Food and Running: A Healthy Affair

Source: mes-idees-recettes.com

I must admit I’m a bit of a foodie. I love to eat, by this I mean full meals that involve the entire 6 food groups and not snacks and desserts. Grains, peas, veggies, starches, meat, some of you may not agree, but I term this “real” food to the extent that I sometimes have it for breakfast though rarely for supper. Now I’m a small person and while I totally support the idea that people like me, more often than not, have huge appetites, there are others that develop unhealthy relationships with food and stay well on the other side of healthy appetites to barely eating at all. The key, I think, is finding the right balance, and running can help.

Exercise is known for its aphrodisiac-like effects on one’s appetite and running is no exception. As a runner, I have a healthy appetite and I’m very thankful that I can eat freely as a result of maintaining a healthy lifestyle which is key to having a healthy relationship with food. My reasoning is based on the fact that exercise can be enjoyable but it can at times be costly and hard work. Because I invest time, effort, and money in exercising and running, it is necessary to maintain a healthy diet so as to maximize the results of my investment. This investment practice is sound and logical for not only business but life in general and thereby running. It follows that my love for food is centered around foods that will benefit my goals and give me the outcome I desire. Bring on the whole grains then — even the carbs we love to hate — which are a necessary diet staple for runners.

Runners gain a lot of calories – a necessary evil some may say –  and nutrients from fruits and veggies, whole grains and lean meat. This is not to say that one can’t get them from the processed version in the form of energy bars, energy  drinks, sports drinks, and processed foods but it comes at a cost with so many unhealthy additives. “Real” food naturally carries a complex mix of nutrients, vitamins and minerals, and other essential nutrients and work together with literally thousands of other compounds, such as color components in fruits and vegetables, special starches and fibers in whole grains, and unique fats in seeds, nuts, and dairy. And it’s the whole package that promotes good health and peak athletic performance (runner’s world). 
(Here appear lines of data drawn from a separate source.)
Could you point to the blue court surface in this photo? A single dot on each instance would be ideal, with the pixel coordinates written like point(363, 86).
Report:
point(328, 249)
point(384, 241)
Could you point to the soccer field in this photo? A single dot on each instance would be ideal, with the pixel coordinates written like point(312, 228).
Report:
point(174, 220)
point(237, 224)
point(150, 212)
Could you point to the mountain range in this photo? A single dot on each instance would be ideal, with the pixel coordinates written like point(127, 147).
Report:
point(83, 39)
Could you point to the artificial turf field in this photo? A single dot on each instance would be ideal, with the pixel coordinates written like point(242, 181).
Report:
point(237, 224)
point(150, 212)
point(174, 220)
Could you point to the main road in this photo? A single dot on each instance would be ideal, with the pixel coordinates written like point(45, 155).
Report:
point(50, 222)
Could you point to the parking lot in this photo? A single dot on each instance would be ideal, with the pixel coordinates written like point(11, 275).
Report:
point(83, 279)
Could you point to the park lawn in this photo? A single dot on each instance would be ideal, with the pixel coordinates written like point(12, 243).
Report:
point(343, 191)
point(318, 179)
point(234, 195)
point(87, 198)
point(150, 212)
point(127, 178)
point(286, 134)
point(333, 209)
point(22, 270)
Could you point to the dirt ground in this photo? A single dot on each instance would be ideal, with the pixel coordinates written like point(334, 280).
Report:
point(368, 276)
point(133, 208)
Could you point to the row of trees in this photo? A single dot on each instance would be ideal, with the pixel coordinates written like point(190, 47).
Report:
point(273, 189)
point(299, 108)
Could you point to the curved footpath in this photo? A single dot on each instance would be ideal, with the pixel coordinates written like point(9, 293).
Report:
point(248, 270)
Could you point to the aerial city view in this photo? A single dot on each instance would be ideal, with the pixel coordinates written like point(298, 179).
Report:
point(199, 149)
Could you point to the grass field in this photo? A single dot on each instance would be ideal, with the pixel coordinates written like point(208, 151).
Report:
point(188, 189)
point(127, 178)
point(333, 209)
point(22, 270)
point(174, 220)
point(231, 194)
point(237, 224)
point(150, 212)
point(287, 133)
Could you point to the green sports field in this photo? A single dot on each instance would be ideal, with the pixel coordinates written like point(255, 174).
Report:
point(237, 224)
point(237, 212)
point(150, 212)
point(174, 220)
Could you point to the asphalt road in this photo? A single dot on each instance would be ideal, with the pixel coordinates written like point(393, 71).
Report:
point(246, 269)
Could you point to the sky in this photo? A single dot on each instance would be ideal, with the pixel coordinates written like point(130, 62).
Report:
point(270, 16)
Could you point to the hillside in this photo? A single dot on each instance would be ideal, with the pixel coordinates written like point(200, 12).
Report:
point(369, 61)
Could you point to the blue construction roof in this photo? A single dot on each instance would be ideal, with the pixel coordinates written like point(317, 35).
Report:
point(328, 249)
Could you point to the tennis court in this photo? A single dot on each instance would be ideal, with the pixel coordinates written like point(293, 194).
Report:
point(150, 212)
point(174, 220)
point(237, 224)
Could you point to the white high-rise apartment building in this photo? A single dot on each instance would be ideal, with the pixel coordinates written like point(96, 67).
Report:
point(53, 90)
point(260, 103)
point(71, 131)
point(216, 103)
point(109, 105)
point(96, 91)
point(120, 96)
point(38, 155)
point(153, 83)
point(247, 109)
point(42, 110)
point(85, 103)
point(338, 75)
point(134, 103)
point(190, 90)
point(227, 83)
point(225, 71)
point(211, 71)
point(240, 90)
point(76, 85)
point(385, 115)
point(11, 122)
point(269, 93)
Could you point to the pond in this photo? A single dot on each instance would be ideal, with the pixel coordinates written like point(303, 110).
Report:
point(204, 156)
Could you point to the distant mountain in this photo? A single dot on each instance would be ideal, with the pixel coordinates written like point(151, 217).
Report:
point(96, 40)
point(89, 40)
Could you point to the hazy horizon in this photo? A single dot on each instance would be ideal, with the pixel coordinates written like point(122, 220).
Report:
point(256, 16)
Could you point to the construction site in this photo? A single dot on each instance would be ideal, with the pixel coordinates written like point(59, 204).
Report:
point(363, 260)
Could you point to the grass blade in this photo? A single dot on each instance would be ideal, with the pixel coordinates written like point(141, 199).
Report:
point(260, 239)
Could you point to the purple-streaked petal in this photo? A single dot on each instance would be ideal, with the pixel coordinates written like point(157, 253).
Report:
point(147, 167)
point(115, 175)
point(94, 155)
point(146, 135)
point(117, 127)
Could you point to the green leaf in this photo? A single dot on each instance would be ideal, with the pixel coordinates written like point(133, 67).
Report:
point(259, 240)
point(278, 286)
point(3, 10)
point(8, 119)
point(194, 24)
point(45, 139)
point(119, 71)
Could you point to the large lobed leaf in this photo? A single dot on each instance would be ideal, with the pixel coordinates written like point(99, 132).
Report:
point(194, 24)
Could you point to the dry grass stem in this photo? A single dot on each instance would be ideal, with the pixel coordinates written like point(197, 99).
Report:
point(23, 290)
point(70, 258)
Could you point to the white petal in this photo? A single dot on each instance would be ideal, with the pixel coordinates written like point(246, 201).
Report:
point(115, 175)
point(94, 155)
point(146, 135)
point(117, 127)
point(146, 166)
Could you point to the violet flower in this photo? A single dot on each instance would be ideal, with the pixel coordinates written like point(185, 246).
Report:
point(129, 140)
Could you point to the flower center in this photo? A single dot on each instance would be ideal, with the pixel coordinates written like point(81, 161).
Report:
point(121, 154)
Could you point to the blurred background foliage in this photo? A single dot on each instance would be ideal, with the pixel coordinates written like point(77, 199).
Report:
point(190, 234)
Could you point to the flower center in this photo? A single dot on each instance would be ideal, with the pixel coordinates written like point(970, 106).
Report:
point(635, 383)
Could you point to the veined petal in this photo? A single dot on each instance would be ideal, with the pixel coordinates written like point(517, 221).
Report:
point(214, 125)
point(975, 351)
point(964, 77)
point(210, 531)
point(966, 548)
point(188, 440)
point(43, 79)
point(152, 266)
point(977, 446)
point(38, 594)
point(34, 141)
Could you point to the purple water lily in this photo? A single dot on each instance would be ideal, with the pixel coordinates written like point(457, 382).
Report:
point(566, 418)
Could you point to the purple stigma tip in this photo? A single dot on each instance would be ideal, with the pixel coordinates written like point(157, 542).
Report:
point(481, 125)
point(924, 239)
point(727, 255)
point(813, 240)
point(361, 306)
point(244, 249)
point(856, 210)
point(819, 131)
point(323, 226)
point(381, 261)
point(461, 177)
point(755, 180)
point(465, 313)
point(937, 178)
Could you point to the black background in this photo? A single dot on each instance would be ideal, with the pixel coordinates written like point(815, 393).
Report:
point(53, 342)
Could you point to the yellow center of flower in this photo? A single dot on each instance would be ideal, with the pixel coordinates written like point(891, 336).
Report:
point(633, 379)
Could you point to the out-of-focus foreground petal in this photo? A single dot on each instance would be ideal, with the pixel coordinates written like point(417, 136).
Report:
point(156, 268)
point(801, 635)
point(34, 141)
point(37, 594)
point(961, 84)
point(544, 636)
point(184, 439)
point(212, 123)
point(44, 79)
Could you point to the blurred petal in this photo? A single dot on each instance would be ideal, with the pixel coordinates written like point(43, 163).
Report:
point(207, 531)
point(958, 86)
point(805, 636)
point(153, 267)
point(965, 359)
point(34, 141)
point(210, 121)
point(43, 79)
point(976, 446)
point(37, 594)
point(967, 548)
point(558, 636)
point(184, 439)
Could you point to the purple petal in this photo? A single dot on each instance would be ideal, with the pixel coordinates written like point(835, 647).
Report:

With so many diet fads and choices out there, there are a lot to choose from which can only be good. Because choices empower us, it means keeping it healthy and clean has never been easier. Healthy options include: foods that come from seeds and nuts which are high in protein, essential fats, and antioxidants; colorful fruits and veggies go beyond the carbs, mineral and vitamins that’s essential for running, they also provide many colorful benefits that vary from helping in the fight against  various illnesses and diseases like cancer and decreases your risk for running-related injuries; lots of milk and milk-related products have the benefits associated with calcium and when protein and strengthen your body to combat various ills such as high blood pressure etc.; plant-based foods and roots which boast a complex mix of starches and fibers act as agents that aid in weight control, decrease the risk of heart disease, and boost the immune system; milk and milk products are known for their great calcium deposits and strong bones and teeth. Additionally they’re another necessity for runners because they work to fortify & strengthen muscles and help with recovery in addition to reducing risks to ailments associated with your bowels and intestines; finally, fish, lean meat, and poultry are high in protein and are so much more effective if organically grown. Fish particularly has omega-3 fatty acids that are a necessity for runners’ diet.

No one will argue that eating healthy doesn’t require a studied effort and sometimes a bit of sacrifice initially but hey… the results are like oh man good. And after a while it requires no effort at all, because by then you will have totally fallen in love with eating right.